Some couples view their future from different perspectives, said Beasley. Instead of working toward the same goals, they need to communicate their individual ideas to accomplish their objectives.

“They need to make sure they are both living within their means and saving for the future in a prudent, regular fashion,” he said.

Result When You Hide Information

While some people simply forget about previous 401(k) accounts, others omit other pertinent information that leaves financial advisors guessing. It makes it more difficult to construct a true and current financial picture of their situation.

In other instances, rolling over their previous 401(k) accounts into an IRA would help them maximize their earnings and pay less in mutual fund fees. With some clients, you can take a deeper dive so that they can understand the amount of risk they have in their equity and fixed income investment portfolios and to consider the possibility of outliving their nest egg.

These investors should be “letting their investments enjoy compounding interest,” said Beasley.

A study conducted by Charles Schwab in 2014 found that people spend more time planning for vacations than reviewing their budgets, finances and retirement accounts.

“This is a real shame and worries me, which is why I often talk to my clients about the dangers and problems ignoring their finances could lead to,” Beasley said.

The effect of lying to your advisor is that the damages can be “catastrophic and even insurmountable,” Beasley said.

Even if you have only begun saving for your retirement in your 30s and 40s, it is never too late to start. And honesty can help those planning for the future come up with a feasible game-plan. Some Americans, for example, will simply have to work longer to make up the shortfalls in their savings.

“The best course of action is to use the time you still have on your side to your advantage,” he said. “With every month and year that goes by that you haven’t been honest with yourself and your financial representative, the chances of financial failure only increase. By taking action now, being informed and educated on your current situation, can potentially save you money down the road.”

Trying to Beat the Advisor

Some clients still want to manage some of their money and make their own trades. While some of these investors are smart and earn a good salary, others wind up buying stocks at the wrong time or ones that are popular at the time and could be overvalued, Chadwick said.

“They realize they are leaving a lot on the table,” he said. “Most people think they are investment gurus, yet they lose money in their accounts.”

Once some investors start to realize they are not meeting their goals, they will stop “competing” and allow the advisor to manage their brokerage account.

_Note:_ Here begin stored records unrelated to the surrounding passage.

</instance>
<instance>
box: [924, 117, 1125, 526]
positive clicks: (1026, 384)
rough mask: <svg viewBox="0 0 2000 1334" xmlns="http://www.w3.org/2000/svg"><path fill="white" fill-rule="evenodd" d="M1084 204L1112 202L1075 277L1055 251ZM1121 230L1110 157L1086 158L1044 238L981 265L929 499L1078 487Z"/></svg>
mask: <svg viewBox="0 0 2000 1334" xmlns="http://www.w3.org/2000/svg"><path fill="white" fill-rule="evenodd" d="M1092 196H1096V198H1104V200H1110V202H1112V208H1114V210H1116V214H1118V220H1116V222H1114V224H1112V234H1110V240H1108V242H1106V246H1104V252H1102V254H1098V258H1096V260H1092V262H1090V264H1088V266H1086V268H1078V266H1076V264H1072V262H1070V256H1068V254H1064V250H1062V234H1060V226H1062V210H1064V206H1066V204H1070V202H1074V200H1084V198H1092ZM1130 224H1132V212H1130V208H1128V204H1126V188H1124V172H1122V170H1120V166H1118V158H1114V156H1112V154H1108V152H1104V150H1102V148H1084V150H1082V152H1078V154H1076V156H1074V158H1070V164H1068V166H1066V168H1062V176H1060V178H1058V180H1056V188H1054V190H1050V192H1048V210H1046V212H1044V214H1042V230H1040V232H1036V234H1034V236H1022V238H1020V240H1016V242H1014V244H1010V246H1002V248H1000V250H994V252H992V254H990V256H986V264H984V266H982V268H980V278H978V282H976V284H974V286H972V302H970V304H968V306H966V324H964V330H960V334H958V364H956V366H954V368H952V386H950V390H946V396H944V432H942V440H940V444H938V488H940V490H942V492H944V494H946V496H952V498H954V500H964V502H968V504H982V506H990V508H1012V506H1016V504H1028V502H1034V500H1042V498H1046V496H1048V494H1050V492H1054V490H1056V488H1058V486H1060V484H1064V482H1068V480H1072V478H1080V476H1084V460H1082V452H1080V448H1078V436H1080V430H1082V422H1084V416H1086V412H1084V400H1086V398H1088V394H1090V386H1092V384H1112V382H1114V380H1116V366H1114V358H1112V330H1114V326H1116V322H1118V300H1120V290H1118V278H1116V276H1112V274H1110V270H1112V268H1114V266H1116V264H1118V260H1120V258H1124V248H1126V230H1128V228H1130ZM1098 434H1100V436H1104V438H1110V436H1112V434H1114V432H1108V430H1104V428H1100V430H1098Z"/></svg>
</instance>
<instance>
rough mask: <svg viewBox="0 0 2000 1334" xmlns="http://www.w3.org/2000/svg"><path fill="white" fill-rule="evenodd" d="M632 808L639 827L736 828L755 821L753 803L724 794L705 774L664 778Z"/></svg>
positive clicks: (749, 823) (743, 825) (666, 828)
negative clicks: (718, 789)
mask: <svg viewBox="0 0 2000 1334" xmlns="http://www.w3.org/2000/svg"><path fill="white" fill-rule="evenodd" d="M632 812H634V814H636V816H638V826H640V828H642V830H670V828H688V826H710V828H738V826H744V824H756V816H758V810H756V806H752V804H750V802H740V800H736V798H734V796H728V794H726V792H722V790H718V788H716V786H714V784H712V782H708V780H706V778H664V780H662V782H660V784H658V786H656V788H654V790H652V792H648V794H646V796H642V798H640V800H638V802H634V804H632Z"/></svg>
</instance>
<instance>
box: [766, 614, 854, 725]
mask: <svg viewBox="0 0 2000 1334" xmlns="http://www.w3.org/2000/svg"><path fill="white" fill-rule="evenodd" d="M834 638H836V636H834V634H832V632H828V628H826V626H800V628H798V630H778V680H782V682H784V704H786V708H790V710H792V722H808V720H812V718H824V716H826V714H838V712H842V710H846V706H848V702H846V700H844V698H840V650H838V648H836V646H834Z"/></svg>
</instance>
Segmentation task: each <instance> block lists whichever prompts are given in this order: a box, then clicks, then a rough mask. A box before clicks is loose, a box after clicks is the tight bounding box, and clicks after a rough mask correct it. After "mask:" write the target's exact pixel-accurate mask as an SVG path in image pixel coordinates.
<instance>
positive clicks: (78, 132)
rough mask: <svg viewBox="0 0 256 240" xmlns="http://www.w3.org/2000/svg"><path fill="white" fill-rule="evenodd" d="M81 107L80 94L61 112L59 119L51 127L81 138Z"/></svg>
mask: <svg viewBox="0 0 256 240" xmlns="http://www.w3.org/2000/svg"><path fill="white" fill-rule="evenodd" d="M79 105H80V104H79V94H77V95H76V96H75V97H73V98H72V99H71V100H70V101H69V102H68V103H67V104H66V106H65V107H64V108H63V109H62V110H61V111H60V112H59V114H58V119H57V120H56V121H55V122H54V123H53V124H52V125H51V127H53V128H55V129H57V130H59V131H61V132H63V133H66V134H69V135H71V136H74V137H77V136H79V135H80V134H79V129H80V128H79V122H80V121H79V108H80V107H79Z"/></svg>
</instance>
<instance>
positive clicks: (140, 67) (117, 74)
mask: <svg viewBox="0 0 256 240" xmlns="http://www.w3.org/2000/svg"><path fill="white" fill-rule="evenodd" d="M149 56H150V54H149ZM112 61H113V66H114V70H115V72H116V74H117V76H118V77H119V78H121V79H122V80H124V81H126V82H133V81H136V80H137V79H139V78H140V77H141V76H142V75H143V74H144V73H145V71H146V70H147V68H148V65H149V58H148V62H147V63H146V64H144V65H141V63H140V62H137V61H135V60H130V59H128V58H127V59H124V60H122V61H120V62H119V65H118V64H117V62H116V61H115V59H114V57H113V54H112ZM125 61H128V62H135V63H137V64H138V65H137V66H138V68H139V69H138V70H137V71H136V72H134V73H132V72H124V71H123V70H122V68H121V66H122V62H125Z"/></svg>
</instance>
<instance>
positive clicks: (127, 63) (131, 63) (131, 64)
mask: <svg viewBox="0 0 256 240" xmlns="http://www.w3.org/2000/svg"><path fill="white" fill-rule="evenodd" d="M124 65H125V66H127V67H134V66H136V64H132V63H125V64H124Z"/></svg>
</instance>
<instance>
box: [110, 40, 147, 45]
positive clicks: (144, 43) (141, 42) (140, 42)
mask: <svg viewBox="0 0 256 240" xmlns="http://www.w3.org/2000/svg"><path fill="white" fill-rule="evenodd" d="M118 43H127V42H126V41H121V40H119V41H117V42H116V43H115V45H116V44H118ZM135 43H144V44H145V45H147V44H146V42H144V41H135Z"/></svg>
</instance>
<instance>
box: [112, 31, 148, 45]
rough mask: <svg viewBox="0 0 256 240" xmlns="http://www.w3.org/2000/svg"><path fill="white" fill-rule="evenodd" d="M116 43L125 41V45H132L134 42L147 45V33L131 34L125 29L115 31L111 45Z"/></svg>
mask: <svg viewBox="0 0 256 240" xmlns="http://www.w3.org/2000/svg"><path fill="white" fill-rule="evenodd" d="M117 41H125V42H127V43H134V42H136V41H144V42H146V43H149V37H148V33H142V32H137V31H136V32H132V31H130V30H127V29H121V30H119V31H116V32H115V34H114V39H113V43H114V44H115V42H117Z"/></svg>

“Some clients will only give you part of their money,” Chadwick said. “Depending on the relationship, they will tell you more over time as they get more comfortable with you.”

While independently managing a portion of their own money can be beneficial to some investors, it's still important for retirement planners to vouchsafe their full financial picture to an advisor so the advisor can, in turn, incorporate all elements of a person's risk profile and assets when making decisions.